ORANGE COUNTY, Fla. — Environment-minded folks (and their homes) could soon be glowing like never before, thanks to the creation of an eco-friendly decor. Instead of pigment-based colored paint, University of Central Florida (UCF) researchers are the first to develop a more light-weight, energy-saving paint inspired by vibrant butterflies.
Right now, pigment-based paints require artificially synthesized molecules, but this natural alternative would prevent the need for that.
“The range of colors and hues in the natural world are astonishing — from colorful flowers, birds and butterflies to underwater creatures like fish and cephalopods,” says Debashis Chanda, a professor in UCF’s NanoScience Technology Center in a statement. “Structural color serves as the primary color-generating mechanism in several extremely vivid species where geometrical arrangement of typically two colorless materials produces all colors. On the other hand, with manmade pigment, new molecules are needed for every color present.”
Inspired by the beauty of the world, Chanda and his research group pioneered a plasmonic paint, which utilizes nanostructure materials like aluminum and aluminum oxide instead of pigments to generate colors. One reason using pigments is more impractical than this method is that these colorants control the absorption of light based on the electrical property of the material, thus requiring a new molecule for every color. This newly-developed way of generating color can control the reflection, scattering, or absorption of light simply geometric arrangement of the nanostructures.
Even better, these nanostructures are better for the environment than pigments used now. The researchers discuss that plasmonic paint is able to absorb much less heat because it can reflect the whole infrared system, allowing the surface beneath it to stay 25-30 degrees cooler than if standard paint were used.
“Over 10% of total electricity in the U.S. goes toward air conditioner usage,” Chanda says. “The temperature difference plasmonic paint promises would lead to significant energy savings. Using less electricity for cooling would also cut down carbon dioxide emissions, lessening global warming.”
This alternative even yields longer-lasting paint!
“Normal color fades because pigment loses its ability to absorb photons,” Chanda says. “Here, we’re not limited by that phenomenon. Once we paint something with structural color, it should stay for centuries.”
Finally, this novel paint is a great alternative because of how lightweight it is. To put it in perspective, Chanda explains how you’d only need about three pounds of it to cover an entire Boeing 747 plane. Over 1,000 pounds of commercial paint would be needed.
Chanda looks ahead to further exploring ways to make this paint a viable option that’s available commercially, specifically it’s energy-saving capacities.

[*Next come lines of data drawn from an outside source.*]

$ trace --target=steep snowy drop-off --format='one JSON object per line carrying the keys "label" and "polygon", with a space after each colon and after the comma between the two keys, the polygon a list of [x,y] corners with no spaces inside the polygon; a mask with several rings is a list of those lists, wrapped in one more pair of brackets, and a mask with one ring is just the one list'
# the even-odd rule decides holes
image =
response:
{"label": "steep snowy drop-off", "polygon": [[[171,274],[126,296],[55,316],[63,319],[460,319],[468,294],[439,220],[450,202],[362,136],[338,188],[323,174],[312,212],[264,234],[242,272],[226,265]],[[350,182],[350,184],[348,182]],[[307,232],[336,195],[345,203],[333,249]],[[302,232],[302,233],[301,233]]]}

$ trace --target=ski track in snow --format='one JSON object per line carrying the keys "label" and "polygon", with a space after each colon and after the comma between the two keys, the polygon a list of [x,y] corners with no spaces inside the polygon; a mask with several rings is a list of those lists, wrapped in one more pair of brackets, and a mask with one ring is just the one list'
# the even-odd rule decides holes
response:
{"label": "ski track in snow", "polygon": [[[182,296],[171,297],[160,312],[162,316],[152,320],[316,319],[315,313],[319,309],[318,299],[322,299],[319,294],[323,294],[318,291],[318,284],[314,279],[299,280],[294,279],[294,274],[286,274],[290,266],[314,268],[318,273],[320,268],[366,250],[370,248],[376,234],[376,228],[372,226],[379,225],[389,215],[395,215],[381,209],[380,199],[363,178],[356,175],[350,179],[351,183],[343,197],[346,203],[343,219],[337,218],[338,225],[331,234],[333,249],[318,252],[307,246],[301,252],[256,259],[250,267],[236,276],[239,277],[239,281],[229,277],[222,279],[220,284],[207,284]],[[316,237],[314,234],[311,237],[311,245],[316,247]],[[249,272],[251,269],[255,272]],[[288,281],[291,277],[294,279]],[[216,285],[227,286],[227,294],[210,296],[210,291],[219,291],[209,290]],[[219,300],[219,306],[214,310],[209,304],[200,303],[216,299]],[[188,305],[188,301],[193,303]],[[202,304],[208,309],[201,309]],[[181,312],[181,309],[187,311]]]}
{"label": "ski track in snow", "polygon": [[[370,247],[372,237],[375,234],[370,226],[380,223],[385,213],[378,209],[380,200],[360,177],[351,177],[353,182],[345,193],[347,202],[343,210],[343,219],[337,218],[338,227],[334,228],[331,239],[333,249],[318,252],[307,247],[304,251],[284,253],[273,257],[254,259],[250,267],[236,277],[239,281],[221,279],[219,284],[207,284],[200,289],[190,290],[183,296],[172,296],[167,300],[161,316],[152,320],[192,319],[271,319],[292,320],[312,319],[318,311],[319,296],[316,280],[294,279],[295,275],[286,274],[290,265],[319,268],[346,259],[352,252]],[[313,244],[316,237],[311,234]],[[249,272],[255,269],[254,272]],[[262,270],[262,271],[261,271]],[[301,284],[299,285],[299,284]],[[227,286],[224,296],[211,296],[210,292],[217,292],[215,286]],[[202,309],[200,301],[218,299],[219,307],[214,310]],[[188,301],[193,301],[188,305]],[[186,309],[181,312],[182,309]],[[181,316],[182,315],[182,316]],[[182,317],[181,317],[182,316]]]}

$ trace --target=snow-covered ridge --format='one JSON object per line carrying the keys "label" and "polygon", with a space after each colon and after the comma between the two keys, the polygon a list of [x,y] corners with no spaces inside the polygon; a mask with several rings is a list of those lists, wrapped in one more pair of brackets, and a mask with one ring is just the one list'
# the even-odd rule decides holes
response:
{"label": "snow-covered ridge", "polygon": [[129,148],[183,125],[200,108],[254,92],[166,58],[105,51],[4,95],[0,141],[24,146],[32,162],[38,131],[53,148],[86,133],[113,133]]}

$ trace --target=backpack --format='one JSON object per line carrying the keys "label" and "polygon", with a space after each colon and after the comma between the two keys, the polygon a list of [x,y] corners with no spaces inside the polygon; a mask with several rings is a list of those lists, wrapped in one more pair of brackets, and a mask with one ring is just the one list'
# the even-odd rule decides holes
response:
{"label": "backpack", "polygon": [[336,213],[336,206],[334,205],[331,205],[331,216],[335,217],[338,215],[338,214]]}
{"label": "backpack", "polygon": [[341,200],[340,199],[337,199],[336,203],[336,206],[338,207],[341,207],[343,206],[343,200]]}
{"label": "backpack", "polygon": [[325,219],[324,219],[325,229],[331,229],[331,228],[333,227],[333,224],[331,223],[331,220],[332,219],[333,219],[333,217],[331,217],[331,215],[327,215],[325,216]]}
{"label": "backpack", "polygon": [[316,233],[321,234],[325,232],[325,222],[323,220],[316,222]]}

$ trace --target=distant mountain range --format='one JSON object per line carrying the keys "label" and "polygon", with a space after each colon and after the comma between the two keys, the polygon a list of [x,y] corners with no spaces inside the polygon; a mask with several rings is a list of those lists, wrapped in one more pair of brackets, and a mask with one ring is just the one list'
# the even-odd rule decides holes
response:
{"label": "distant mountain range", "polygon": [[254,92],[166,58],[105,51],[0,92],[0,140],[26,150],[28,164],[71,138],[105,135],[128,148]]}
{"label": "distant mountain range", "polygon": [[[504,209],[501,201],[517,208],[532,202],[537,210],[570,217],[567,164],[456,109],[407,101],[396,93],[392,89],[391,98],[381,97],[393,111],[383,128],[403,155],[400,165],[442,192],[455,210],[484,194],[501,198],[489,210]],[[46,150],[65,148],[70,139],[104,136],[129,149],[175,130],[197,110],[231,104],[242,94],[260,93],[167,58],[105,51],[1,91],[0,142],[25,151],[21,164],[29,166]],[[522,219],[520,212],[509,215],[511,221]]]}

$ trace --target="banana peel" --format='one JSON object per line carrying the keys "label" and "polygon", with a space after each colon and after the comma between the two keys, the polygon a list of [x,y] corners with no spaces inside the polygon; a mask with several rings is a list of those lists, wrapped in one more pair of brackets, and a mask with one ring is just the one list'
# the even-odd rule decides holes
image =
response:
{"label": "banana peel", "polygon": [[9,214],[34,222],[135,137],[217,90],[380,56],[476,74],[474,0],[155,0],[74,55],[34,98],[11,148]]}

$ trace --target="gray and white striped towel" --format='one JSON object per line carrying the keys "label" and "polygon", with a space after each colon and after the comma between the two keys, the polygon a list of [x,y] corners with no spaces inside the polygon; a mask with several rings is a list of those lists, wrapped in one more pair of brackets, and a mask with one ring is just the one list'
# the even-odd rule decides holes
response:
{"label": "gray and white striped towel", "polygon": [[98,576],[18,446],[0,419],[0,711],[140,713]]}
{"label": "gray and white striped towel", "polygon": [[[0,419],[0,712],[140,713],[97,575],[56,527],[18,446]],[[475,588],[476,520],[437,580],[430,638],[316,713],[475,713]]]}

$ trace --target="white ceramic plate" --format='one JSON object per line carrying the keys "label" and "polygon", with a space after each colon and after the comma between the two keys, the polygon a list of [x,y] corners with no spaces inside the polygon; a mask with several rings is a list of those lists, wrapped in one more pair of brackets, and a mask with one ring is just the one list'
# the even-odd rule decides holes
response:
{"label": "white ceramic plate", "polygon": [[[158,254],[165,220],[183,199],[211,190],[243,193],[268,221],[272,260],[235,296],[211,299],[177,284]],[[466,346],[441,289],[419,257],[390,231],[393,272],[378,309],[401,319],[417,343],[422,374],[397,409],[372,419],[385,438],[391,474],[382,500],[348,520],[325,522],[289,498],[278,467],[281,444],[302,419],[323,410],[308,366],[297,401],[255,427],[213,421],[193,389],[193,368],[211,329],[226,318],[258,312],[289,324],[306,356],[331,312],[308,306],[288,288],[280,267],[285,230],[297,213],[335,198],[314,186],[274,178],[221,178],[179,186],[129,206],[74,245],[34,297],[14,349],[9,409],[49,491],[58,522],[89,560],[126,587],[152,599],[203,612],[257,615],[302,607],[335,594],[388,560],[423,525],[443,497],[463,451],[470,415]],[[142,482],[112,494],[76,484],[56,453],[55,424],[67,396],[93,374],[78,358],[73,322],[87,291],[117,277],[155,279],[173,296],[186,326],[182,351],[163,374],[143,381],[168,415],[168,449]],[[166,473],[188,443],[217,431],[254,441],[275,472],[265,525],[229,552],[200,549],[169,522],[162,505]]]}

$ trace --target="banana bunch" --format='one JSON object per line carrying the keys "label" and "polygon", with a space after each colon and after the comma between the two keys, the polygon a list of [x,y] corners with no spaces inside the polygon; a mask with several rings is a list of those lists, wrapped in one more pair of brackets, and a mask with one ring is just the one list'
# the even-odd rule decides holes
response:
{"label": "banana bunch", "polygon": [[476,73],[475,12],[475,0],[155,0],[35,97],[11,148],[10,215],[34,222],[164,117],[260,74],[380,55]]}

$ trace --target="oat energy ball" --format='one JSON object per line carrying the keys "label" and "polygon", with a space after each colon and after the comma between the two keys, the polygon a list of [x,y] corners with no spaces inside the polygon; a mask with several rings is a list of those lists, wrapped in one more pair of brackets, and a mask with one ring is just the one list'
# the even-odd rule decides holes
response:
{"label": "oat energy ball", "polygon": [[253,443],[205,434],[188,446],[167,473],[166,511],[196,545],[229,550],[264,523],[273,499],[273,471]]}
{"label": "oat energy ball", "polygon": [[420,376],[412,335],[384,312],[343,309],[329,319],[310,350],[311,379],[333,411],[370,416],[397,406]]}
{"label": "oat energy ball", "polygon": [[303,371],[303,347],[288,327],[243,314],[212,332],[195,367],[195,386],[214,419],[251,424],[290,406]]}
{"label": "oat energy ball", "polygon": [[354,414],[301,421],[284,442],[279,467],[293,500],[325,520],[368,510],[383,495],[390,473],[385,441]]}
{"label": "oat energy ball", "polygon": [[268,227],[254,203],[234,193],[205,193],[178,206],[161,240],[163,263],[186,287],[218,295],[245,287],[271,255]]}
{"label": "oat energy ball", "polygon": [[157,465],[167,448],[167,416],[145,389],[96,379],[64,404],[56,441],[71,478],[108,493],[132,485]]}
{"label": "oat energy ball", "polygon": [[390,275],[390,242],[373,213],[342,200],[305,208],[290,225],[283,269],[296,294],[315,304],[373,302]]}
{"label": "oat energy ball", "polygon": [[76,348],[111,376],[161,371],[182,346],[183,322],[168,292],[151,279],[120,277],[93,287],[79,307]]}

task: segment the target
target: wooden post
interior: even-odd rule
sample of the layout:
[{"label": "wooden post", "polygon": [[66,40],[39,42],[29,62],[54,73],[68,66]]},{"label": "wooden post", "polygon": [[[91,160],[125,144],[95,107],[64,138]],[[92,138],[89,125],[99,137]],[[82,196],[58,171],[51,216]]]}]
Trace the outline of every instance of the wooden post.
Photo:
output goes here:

“The conventional pigment paint is made in big facilities where they can make hundreds of gallons of paint,” he says. “At this moment, unless we go through the scale-up process, it is still expensive to produce at an academic lab. We need to bring something different like, non-toxicity, cooling effect, ultralight weight, to the table that other conventional paints can’t.”
The findings are published in the journal Science Advances.